Wiele wskazuje na to, że Martin Schulz nie ma szans w wyborach, ale wybory zawsze mają pewną dozę niepewności
— skomentował wybory w Niemczech Stefan Hambura. Był on gościem Telewizji Republika.
CZYTAJ WIĘCEJ: Bez niespodzianek w Niemczech. Wygrywa blok Merkel. CDU/CSU z 32,5 proc. poparcia. Schulz: Wielka koalicja straciła akceptację wyborców
Pani Kanclerz jest teflonowa, cokolwiek by nie powiedziała – mówi to okrągło, zgadza się ze wszystkimi. To taka „matka Merkel”, ma dbać o naród, o państwo, o to, żeby się dobrze działo. Niemcy to państwo fasadowe pod względem demokracji
— mówił Hambura i postanowił pokazać, że przez do Merkel mogła mieć problem w kampanii, związany z ruchem AfD.

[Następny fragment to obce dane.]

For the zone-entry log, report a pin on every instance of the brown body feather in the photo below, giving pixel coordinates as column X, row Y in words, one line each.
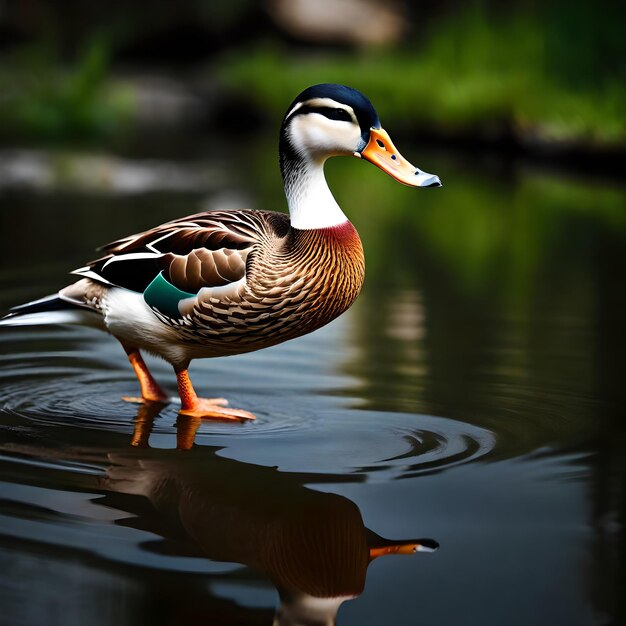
column 253, row 280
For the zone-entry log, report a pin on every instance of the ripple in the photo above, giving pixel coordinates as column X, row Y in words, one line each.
column 80, row 389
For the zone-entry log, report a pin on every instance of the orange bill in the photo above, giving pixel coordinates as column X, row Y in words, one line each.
column 383, row 154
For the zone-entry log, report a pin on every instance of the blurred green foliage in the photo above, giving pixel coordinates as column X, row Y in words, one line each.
column 44, row 100
column 473, row 71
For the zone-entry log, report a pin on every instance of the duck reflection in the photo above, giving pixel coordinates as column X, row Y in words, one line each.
column 313, row 546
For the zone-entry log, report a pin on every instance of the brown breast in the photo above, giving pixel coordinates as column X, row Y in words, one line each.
column 294, row 284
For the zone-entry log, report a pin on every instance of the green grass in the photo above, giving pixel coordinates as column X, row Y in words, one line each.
column 471, row 74
column 45, row 100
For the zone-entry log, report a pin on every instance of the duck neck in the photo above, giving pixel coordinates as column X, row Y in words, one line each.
column 311, row 203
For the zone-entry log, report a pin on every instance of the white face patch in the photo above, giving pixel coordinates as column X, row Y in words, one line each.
column 320, row 137
column 317, row 135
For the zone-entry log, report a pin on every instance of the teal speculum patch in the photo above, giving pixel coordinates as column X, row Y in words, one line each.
column 161, row 295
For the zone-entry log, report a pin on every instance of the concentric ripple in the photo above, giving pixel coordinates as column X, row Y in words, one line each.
column 74, row 383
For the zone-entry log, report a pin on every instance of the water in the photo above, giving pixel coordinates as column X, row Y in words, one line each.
column 472, row 398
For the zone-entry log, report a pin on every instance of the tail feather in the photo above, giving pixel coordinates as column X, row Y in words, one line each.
column 50, row 310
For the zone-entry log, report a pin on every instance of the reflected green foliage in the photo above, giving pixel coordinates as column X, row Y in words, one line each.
column 47, row 102
column 473, row 71
column 483, row 300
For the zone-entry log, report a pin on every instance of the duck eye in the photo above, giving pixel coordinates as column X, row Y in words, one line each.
column 340, row 115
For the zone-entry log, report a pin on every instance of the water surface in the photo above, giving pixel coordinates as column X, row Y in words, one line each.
column 473, row 398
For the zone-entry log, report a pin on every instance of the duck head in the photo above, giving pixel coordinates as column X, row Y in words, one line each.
column 331, row 120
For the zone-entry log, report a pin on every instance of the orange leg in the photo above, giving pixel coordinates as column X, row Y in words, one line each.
column 150, row 389
column 205, row 407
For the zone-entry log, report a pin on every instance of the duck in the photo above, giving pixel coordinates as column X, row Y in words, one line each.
column 226, row 282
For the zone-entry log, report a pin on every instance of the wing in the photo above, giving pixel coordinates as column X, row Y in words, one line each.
column 177, row 259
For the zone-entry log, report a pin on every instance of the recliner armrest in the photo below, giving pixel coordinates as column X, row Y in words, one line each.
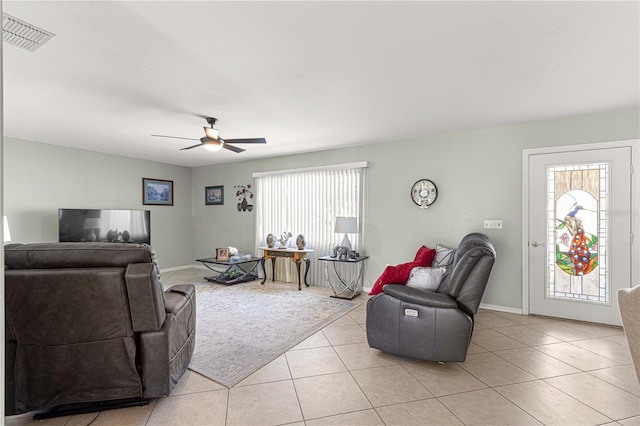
column 420, row 297
column 146, row 298
column 175, row 296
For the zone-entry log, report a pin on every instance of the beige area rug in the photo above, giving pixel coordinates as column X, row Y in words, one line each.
column 240, row 329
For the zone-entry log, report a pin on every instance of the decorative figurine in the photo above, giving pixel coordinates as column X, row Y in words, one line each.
column 300, row 242
column 284, row 239
column 270, row 241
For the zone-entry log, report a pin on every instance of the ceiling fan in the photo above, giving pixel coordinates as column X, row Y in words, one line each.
column 213, row 142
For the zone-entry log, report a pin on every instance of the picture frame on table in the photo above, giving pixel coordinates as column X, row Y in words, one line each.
column 222, row 254
column 214, row 195
column 157, row 192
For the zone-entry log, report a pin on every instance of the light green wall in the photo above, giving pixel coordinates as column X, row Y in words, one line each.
column 478, row 174
column 40, row 178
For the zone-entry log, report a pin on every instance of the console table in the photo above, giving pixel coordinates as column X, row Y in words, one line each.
column 244, row 270
column 348, row 284
column 296, row 256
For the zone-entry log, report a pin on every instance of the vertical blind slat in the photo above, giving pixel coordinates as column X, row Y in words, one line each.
column 308, row 203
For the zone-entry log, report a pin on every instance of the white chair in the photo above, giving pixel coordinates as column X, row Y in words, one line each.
column 629, row 302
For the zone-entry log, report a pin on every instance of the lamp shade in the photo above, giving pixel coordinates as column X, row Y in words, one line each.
column 347, row 225
column 7, row 234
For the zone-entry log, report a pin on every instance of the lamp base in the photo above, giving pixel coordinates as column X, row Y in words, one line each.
column 346, row 243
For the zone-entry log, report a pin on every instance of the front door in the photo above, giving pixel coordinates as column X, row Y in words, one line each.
column 579, row 240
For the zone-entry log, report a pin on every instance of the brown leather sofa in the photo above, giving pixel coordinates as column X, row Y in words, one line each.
column 434, row 325
column 90, row 323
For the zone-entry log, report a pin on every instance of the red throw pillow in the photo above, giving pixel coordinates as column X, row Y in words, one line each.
column 399, row 274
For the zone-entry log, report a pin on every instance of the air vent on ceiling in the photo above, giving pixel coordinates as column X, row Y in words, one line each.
column 23, row 34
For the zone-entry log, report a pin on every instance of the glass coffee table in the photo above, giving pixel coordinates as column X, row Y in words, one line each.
column 231, row 272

Merkel musiała się mierzyć w tej kampanii z ciekawym, do tej pory nieznanym, ruchem oddolnym. Latały pomidory w powietrzu, była wygwizdywana. (…) Pojawia się partia AfD, która jest sprzężona z obywatelami. To konkretni obywatele stoją za partią. Do tej pory partie były oddzielone od wyborców, to taka trochę pozaparlamentarna opozycja, która wprowadzi dużą grupę do Bundestagu
— pokazywał rolę nowego ruchu adwokat, wyjaśniając przy okazji, że może on stanowić problem również w stosunkach polsko-niemieckich, ponieważ ze strony AfD pojawiały się już komentarze chwalące żołnierzy Wermachtu.
Pani kanclerz Merkel jest nam znana, ale chyba nie będzie korzystała z całej czteroletniej kadencji. Być może przygotuje swojego następcę lub następczynię. Wygrana CDU może stać się przekleństwem tej partii, bo wzmocni to AfD i inne grupy protestu, które dopiero zaczynają swoje działanie. Jeśli kanclerz Merkel dotrwa do końca kadencji, to będzie musiała się pożegnać z władzą
— powiedział również Hambura. Podkreślił także, że grupy AfD i FPD zapowiadają, że jeśli wejdą do Bundestagu, złożą wniosek o powołanie komisji ws. otwarcia przez Angelę Merkel granic w 2015 r.